Immigration Investor Visa (EB-5)
Congress created the Immigrant Investor Program or EB-5 Program in 1990 in order to stimulate the U.S. economy through job creation and investment by foreign investors. In addition, they enacted a pilot immigration program 1992 for investors in Regional Centers. The Regional Centers are designated by USCIS, and are based on proposals for promoting economic growth.
In order for an applicant to qualify under the Immigrant Investor Program, three basic requirements must be met:
- The Investment must be in a New Commercial Enterprise: any for-profit activity formed for the ongoing conduct of lawful business such as: a Sole Proprietorship, Partnership (whether limited or general), Holding Company (and its wholly owned subsidiaries, provided that each such subsidiary is engaged in a for-profit activity formed for the ongoing conduct of a lawful business), Joint Venture, Corporation, and Business Trust or other entity, which may be publicly or privately owned. (Does not include noncommercial activity such as owning and operating a personal residence.)

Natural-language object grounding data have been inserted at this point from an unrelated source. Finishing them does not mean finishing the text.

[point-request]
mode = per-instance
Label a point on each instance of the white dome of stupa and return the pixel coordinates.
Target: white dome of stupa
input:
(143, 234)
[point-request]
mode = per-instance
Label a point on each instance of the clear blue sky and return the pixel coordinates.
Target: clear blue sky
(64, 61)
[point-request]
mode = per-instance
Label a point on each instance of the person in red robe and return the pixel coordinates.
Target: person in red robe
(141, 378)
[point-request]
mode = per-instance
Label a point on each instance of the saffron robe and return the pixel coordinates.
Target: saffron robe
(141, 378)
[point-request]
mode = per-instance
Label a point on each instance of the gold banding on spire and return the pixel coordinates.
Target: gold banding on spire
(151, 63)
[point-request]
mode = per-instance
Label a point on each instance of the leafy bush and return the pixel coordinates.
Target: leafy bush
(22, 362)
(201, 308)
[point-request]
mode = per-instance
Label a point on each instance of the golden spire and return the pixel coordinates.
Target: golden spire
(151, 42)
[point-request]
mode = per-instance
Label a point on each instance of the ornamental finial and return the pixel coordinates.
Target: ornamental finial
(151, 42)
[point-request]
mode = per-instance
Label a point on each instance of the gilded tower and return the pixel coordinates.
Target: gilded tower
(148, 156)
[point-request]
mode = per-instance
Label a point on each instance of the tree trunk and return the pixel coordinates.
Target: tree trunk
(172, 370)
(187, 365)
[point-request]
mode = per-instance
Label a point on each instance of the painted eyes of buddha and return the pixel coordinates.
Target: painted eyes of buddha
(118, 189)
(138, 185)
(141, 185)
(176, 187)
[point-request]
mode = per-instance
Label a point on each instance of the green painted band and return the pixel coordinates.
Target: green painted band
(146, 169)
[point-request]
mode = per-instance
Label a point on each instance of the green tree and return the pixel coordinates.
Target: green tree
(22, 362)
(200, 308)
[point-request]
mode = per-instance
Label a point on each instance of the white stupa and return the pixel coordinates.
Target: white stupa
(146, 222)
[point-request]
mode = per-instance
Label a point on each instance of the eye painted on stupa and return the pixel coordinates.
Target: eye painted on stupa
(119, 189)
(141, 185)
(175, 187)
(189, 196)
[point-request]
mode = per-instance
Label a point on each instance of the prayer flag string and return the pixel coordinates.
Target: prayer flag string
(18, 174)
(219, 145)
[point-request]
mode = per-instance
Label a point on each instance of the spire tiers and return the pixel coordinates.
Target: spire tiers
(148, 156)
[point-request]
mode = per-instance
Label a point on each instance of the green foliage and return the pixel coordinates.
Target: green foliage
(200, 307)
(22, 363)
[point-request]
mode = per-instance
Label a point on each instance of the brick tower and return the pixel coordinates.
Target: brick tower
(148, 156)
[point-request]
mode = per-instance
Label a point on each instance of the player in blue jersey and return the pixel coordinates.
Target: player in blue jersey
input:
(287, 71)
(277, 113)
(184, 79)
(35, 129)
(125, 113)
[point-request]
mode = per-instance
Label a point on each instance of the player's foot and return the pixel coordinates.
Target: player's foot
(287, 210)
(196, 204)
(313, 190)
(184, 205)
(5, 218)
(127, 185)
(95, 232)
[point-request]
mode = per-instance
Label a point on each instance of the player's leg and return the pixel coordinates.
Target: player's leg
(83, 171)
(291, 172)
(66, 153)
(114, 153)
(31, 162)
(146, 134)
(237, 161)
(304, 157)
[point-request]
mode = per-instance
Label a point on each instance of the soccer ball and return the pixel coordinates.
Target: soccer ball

This does include a troubled business that has been in existence for at least two years and has incurred a net loss during the 12- or 24-month period prior to the immigrant investor’s priority date. The loss for this period must be at least 20 percent of the troubled business’ net worth prior to the loss. Successors in interest to the troubled business will be deemed to have been in existence for the same period of time as the business they succeeded.

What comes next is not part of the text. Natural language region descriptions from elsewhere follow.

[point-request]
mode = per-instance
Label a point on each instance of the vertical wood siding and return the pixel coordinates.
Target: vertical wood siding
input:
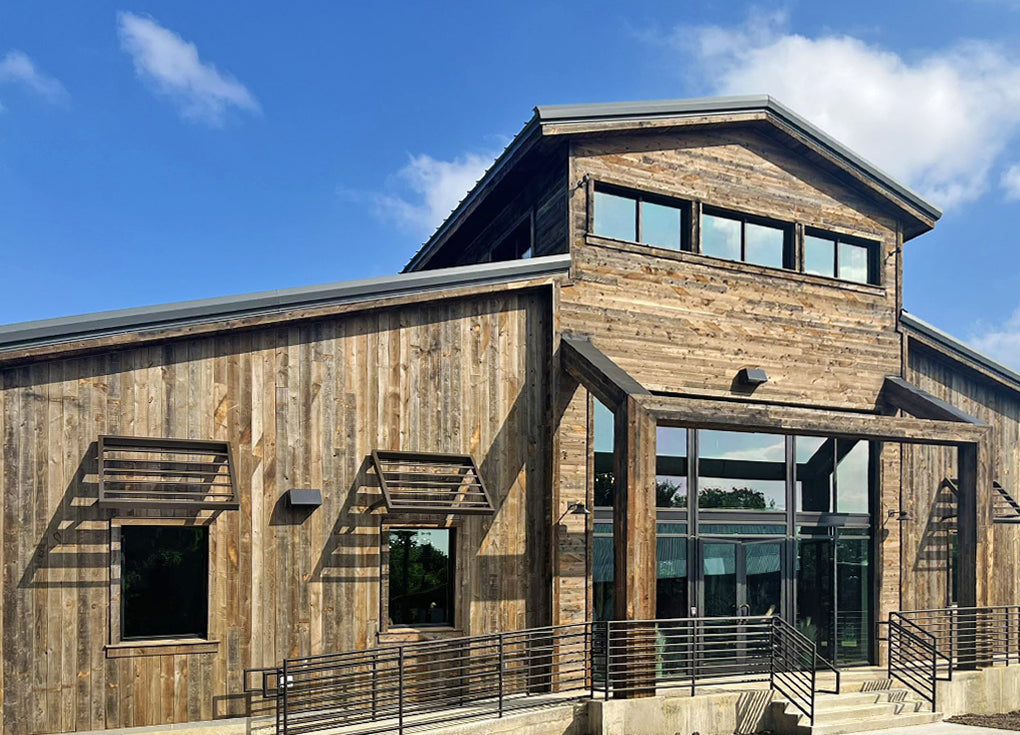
(302, 407)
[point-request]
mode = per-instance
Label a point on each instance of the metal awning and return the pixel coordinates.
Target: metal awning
(165, 474)
(430, 483)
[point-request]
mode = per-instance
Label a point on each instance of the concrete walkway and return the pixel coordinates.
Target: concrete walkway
(940, 728)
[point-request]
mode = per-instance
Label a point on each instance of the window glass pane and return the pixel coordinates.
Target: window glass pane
(420, 576)
(164, 581)
(720, 237)
(815, 465)
(671, 468)
(852, 476)
(819, 256)
(765, 245)
(615, 216)
(660, 225)
(854, 262)
(738, 470)
(603, 438)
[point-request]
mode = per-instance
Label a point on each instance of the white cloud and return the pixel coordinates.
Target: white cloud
(17, 68)
(172, 66)
(939, 121)
(423, 193)
(1000, 342)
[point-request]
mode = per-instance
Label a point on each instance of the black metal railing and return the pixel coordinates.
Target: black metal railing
(913, 658)
(395, 688)
(971, 637)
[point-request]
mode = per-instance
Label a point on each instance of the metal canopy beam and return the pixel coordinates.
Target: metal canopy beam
(585, 363)
(920, 404)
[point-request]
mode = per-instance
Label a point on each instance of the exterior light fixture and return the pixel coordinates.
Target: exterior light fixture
(752, 376)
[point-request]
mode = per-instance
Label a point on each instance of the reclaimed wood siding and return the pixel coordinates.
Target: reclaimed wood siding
(302, 406)
(687, 323)
(927, 500)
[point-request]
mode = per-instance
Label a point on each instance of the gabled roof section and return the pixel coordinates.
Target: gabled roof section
(950, 346)
(48, 334)
(563, 120)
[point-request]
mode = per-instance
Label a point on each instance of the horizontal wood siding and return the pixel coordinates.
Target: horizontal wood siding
(926, 499)
(687, 323)
(302, 407)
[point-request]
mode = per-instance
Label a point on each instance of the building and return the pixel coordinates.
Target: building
(684, 315)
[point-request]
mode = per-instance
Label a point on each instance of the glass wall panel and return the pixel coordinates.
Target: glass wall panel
(765, 245)
(671, 468)
(742, 471)
(852, 476)
(815, 465)
(816, 590)
(853, 638)
(720, 237)
(603, 439)
(660, 225)
(615, 216)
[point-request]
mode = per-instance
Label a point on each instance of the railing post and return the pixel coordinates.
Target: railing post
(501, 674)
(400, 690)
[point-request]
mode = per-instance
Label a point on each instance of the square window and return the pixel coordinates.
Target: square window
(854, 262)
(420, 576)
(660, 225)
(720, 237)
(819, 256)
(164, 581)
(765, 245)
(615, 216)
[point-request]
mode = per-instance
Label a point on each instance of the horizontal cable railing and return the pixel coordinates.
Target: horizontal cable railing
(913, 658)
(971, 637)
(396, 688)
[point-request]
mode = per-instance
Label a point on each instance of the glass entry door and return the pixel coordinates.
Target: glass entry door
(742, 578)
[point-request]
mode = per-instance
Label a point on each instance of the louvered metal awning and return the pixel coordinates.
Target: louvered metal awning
(165, 474)
(430, 483)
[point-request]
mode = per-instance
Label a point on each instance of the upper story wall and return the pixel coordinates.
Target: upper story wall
(683, 322)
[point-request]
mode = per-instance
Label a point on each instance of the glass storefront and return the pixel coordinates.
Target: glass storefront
(753, 523)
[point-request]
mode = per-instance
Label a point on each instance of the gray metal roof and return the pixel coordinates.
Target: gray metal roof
(63, 329)
(960, 349)
(565, 114)
(722, 105)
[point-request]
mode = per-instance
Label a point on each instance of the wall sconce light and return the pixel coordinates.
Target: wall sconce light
(752, 377)
(304, 499)
(575, 509)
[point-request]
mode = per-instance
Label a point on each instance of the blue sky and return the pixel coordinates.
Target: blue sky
(154, 152)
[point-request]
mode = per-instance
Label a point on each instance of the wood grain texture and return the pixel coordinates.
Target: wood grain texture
(302, 405)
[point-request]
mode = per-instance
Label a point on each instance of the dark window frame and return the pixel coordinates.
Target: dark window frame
(873, 248)
(684, 206)
(117, 597)
(452, 621)
(745, 218)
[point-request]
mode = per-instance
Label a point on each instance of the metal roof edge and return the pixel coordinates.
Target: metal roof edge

The Investment Amount must be at least $1 million (or $500,000 in certain cases). However, $500,000 is acceptable if the business is situated in a “targeted” employment area, i.e., an area that has experienced unemployment of at least 150 percent of the national average rate, or a rural area. (Investment capital cannot be borrowed.)
- The Investment must contribute to Job Creation or Job Preservation for at least 10 full-time jobs for qualifying U.S. workers (citizens and permanent residents) within two years (or under certain circumstances, within a reasonable time after the two-year period) of the immigrant investor’s admission to the United States as a Conditional Permanent Resident.
These jobs may be either Direct jobs, actual identifiable jobs for qualified employees located within the commercial enterprise into which the EB-5 investor has directly invested his or her capital or Indirect jobs, actual identifiable jobs shown to have been created collaterally or as a result of the capital invested in the commercial enterprise affiliated with a Regional Center by an immigrant investor. (A foreign investor may only use the indirect job calculation if affiliated with a Regional Center.)